Day 13: Money Academe

So, earlier today I posted the following article from Forbes online on Facebook: 
  
University of Florida Eliminates Computer Science Department, Increases Athletic Budgets.
That's right, no more gator CS majors, and those CS majors that are their are going to be scattered to other degree programs.  What's to gain from killing the program on campus that is most equated with the current high-tech revolution: 1.4 million dollars.  Simultaneously the University of Florida is raising the athletics budget by $700,000 to a total of 97.7 million dollars.  Like the author of the report: I am aghast:

"Let’s get this straight: in the midst of a technology revolution, with a shortage of engineers and computer scientists, UF decides to cut computer science completely?"

I don't want to say that the athletics department is more important than academics... but... well, let's just say that for most large public universities (and many small ones), especially those known for athletics, ... it is.  Still, I don't think it's fair to pick two budget items and draw unsupported conclusions from correlations.  The article doesn't do that, and neither will I.

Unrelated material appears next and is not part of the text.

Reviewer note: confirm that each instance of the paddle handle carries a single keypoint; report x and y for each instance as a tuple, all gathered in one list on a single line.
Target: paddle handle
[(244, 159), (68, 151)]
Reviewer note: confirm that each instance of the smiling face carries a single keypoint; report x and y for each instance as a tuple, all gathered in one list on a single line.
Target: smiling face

The  article does, however, put the blame squarely on the shoulders of the state legislature for cutting the budgets of higher education.  I don't think I need to say I'm against cutting education in any of it's forms; I'm a professor, my wife's a secondary education teacher.  We need unions, we need pensions, we need to give teachers more flexibility to actually teach and research, we need less mandates, we need more money for education, not less, and with fewer strings.  Still, I have a problem placing the blame wholly on the legislators.  Why?  Legislators are elected.

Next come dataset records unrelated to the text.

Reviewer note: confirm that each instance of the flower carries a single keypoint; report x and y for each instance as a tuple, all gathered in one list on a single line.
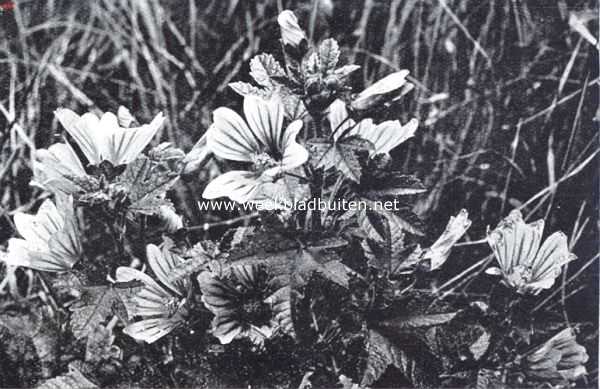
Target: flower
[(525, 265), (259, 141), (291, 33), (244, 304), (384, 136), (389, 88), (50, 238), (439, 251), (103, 139), (58, 169), (162, 308), (559, 358)]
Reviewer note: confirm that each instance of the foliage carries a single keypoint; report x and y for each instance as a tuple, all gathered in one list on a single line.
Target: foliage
[(299, 295)]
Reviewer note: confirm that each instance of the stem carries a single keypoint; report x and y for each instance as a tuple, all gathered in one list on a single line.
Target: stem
[(228, 222)]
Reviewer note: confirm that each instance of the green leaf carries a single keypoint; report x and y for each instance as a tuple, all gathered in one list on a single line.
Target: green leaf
[(417, 321), (73, 379), (146, 182), (263, 68), (329, 54), (393, 184), (345, 155), (96, 305)]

Higher education has a P.R. problem.  Americans have too much of a loose notion that education is a vaguely critical component of making the future better, but the future... well... is the future.  Americans want what they can get now, right now!  The political system can't make investments, not in infrastructure, not in education, not in healthcare.  Simply put, and most ironically, the population needs to be better educated (and to have a reason to have more faith in their government).  I always remember this notion brought to us by de Tocqueville very early on in our country's experiment into democracy.   In America, the people always get the government they deserve (never more, usually not less).

What I really want to focus on though, is why Computer Science?  I have several theories that all boil down to Computer Science has a P.R. problem; even within the academy.

Imagine you're an administrator at the University level.  You've been forced to cut costs because uninformed philistine politicians who've been elected by an uninformed philistine electorate have seen fit to slash your funding.  Meanwhile, those same politicians are demanding that you get more performance out of fewer resources; and the measure for how they will tell if you're being efficient or not is as simple and useless as you'd expect any philistine metric to be; the number of degrees you give out.  Nothing else matters, only give out more degrees.

Admittedly, I'm not intimate with the situation in the state of Florida, but what I've described is exactly what is currently transpiring in Virginia.  So, at the worst, I'm projecting, but I'd be willing to bet what I'm doing comes most close to extrapolating the Floridian situation.

Given the requirements, you can see why the Computer Science program would be singled out.  CS (and other STEM fields) are expensive.  It's expensive to buy away professors from a professional career, equipment is expensive, teaching assistants are expensive, facilities are expensive and degrees are harder to obtain.  If the ratio of number of graduations to expenditure is all you care about, ... hello chopping block.

The irony is; it's in vogue across the country for politicians to speak in support of STEM.  With the one hand they say how important STEM education is, with the other they create an academic regulatory environment that forces its death, or worse, it's forced meaninglessness via a deluge of diluted degrees from Universities managed like degree mills.

Don't expect other academic departments to step in either.  I can tell you that the one thing that being on committees, especially those that are responsible for research funding, has taught me is that the other departments have been stripped to the bone and made to fight for scraps already.  I know that I'm blessed to have resources to buy the equipment I need and want to experiment with because experimental resources are DEFINITELY not available outside STEM.  Also remember how professionals in the STEM field are the best paid on campus (again, for good reason).

It's a sad state of affairs for whom their is no "silver bullet" solution that I'm aware.  But, it's definitely time to stop, as technologists in the academy, thinking that we're going to continue to be insulated from anti-intellectualism rampant in our society.  When politicians make a point to focus on STEM, it isn't a good thing.  It simply means they're trying to leverage and eventually eliminate what they don't really understand and who's usefulness they can't fully grasp.